What one piece of advice would you give someone that is thinking of borrowing money with Prosper?
Only join groups that do 100% reward sharing (no group leader rewards). Do your homework on groups to join. Write up a good loan which tells your story, lays out your financial situation in detail in terms of your income and expenses, explains why you need the money, and your plans and ability to pay the loan back. Make sure to ask for a fair to slightly higher interest rate for your credit rating to start out with (you will likely get a lot more bids, which many times creates a competitive situation that drives down your rates in the end). Getting a loan from Prosper can be easy, painless, rewarding, and maybe even a little bit fun!

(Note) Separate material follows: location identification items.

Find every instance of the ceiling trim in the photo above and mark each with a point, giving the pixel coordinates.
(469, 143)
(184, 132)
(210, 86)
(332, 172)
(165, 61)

Thanks Spotsearch for the interview 🙂
Great interview and insight! Thanks Tricia!
I haven’t sunk my savings into Prosper because I like the ability to yank my money out of a CD in an emergency. Liquidity is a major reason why I don’t put more into Prosper. However, perhaps in the future I will.
Nice interview. I agree with everything said. I run a blog on Prosper from a Lender’s perspective: http://rateladder.com
I may not be bold enough to have a significant portion of my wealth in prosper, but I am getting there. ~$3,600 and climbing.